Sukarno lahir 1901 dan M Hatta lahir 1902. Pada 1966 lahir Orde Baru. Tokoh
utamanya adalah Soeharto, kelahiran 1921.
Ada dua tokoh lain
yang menjadi mitra triumvirate-nya dan satu pemimpin teknokrat, yaitu Adam
Malik (1917) dan Widjojo Nitisastro (1927). Mereka adalah generasi yang lahir
di musim semi pergerakan nasional. Hanya Sultan HB IX yang paling tua, lahir
tahun 1912.
Di masa akhir Orba
ada tiga peristiwa penting, yaitu pada 1990 lahir ICMI dan Fordem serta pada
1993 Megawati menjadi ketua umum PDI. Tokoh-tokoh ICMI adalah Amien Rais (lahir
1947), Dawam Raharjo (1942), Nurcholish Madjid (1939), Adi Sasono (1949), BJ Habibie
(1936).
Sedangkan tokoh
Fordem adalah Abdurrahman Wahid (1940), Marsillam Simanjuntak (1943), Bondan
Gunawan (1948). Megawati sendiri kelahiran 1947. Mereka adalah generasi yang
dibesarkan setelah kemerdekaan.
Tiga peristiwa itu
merupakan musim semi bagi berbuahnya reformasi. Mereka inilah yang berada di
puncak era reformasi.Kini, tokoh-tokoh GNPF kelahiran tahun 1960-an. Bachtiar
Nasir kelahiran 1967, M Zaitun Rasmin (1966), Habib Rizieq Syihab (1965),
Munarman (1968).
Penyebutan empat
orang ini bukan hendak mengagulkan mereka atau berlebihan menilai GNPF, tapi
sedang memperlihatkan munculnya generasi 1960-an yang bersekolah di masa Orde
Baru. Jika sistem yang ada saat ini tak mampu menampung perubahan demografi
maka generasi 1960-an ini akan datang mendesak.
Generasi Sukarno
kelahiran 1900-an, generasi Soeharto kelahiran 1920-an, generasi Amien Rais
kelahiran 1940-an, dan kini generasi 1960-an. Ada rentang 20-an tahun. Generasi
1960an kemudian menjadi aktivis mahasiswa 1980-an, yang kini limbung tergulung
aktivis 1990-an.
Apakah aktivis
1980-an ini akan bangkit atau justru tenggelam bersama sejarah. Orang-orang
yang gelisah dengan kesenjangan, kedaulatan, ketahanan nasional, pemerataan
ekonomi, dan keadilan hanya masalah waktu saja untuk semburat.
Mereka akan menafsir
kembali Pancasila dan UUD 1945 agar relevan dengan tuntutan kebangsan terkini.
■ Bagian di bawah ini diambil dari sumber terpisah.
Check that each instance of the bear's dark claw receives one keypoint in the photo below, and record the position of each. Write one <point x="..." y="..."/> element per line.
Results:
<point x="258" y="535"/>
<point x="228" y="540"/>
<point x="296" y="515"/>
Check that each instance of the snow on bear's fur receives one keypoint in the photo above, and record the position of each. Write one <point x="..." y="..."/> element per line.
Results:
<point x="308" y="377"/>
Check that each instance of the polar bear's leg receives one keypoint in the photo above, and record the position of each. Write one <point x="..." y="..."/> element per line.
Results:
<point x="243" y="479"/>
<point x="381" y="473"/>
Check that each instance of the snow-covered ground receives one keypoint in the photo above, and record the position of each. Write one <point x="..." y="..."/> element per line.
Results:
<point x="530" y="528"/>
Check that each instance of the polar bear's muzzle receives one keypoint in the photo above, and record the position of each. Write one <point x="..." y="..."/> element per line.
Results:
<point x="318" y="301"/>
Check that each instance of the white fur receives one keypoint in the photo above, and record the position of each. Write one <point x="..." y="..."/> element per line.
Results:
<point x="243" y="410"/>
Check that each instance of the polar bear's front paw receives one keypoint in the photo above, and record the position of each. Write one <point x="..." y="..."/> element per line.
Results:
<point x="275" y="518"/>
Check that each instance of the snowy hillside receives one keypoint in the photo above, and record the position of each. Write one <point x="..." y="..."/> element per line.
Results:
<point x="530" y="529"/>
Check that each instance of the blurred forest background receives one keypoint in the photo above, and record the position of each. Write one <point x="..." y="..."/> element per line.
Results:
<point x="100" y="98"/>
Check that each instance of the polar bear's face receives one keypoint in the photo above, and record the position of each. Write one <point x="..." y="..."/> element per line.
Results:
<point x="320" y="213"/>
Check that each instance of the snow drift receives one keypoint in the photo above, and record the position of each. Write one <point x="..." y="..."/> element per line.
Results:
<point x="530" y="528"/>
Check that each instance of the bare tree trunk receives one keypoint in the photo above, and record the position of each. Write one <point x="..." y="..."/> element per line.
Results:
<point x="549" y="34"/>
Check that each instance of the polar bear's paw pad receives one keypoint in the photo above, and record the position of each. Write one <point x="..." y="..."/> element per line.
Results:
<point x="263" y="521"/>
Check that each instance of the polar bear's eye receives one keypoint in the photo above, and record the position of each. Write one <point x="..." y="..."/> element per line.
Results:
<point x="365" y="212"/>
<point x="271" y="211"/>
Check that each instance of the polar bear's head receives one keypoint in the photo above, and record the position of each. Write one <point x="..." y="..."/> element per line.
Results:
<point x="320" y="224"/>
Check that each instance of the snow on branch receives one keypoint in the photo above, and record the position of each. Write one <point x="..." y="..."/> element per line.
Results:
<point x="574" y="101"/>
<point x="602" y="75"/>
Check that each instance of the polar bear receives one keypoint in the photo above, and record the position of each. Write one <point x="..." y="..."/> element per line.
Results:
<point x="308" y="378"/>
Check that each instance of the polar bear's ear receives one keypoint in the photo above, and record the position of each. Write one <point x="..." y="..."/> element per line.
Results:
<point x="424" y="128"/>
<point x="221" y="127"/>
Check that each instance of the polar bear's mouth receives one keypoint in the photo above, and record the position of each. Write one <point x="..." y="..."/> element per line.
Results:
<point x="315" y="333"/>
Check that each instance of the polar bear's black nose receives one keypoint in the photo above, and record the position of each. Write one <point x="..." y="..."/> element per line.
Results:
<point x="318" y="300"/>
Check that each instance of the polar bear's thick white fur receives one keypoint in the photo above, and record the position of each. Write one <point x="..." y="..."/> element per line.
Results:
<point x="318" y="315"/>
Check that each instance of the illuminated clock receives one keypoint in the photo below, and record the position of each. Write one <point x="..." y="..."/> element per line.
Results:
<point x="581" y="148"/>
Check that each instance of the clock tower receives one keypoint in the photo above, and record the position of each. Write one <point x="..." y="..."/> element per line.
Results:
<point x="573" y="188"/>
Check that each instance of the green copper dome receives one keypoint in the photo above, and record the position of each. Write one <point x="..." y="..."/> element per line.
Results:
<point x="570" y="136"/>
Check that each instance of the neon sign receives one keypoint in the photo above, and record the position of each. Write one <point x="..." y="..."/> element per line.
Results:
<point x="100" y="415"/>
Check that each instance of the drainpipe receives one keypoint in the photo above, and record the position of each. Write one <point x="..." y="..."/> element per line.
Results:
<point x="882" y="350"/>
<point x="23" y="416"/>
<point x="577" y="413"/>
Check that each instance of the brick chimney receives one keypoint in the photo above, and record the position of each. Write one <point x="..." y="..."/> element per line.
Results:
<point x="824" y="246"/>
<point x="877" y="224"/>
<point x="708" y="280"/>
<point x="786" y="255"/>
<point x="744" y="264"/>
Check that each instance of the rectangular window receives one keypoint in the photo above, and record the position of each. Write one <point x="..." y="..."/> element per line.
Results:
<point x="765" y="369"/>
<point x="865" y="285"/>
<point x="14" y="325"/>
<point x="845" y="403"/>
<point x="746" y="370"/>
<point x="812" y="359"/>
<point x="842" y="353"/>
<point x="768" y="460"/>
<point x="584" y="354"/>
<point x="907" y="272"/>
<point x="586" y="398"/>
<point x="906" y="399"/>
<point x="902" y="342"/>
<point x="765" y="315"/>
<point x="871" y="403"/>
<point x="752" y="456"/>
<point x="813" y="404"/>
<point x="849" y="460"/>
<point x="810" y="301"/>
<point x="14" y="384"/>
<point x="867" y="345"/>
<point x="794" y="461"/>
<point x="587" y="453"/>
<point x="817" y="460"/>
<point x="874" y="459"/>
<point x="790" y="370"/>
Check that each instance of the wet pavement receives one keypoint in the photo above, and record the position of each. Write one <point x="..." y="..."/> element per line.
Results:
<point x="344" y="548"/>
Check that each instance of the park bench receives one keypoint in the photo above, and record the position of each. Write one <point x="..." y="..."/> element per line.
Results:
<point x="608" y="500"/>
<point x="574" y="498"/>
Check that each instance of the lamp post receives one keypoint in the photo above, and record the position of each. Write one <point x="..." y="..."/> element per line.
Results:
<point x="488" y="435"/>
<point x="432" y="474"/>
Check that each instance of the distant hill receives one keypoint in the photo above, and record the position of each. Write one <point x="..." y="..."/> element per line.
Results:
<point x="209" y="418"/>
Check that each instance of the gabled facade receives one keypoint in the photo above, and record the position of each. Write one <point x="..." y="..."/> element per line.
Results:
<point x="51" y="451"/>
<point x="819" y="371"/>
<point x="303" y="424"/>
Jika GNPF datang dengan corak agama sebagaimana ICMI, maka berikutnya bisa
muncul gerakan dengan corak seperti Fordem terutama dari sayap progresif.
Atau justru generasi
santri akan mampu mentransformasikan diri dalam merumuskan gagasan dengan tema
yang melampaui ide-ide tradisionalnya walau tak meninggalkan basis sosial dan
kulturalnya. Tanda-tanda ke arah itu sudah mulai tampak.
Arus sejarah ini tak
bisa ditakut-takuti oleh 'tim hore' atau alat-alat negara. Pimpinan TNI
terlihat memahami situasi ini, sedangkan Polri tampak bingung.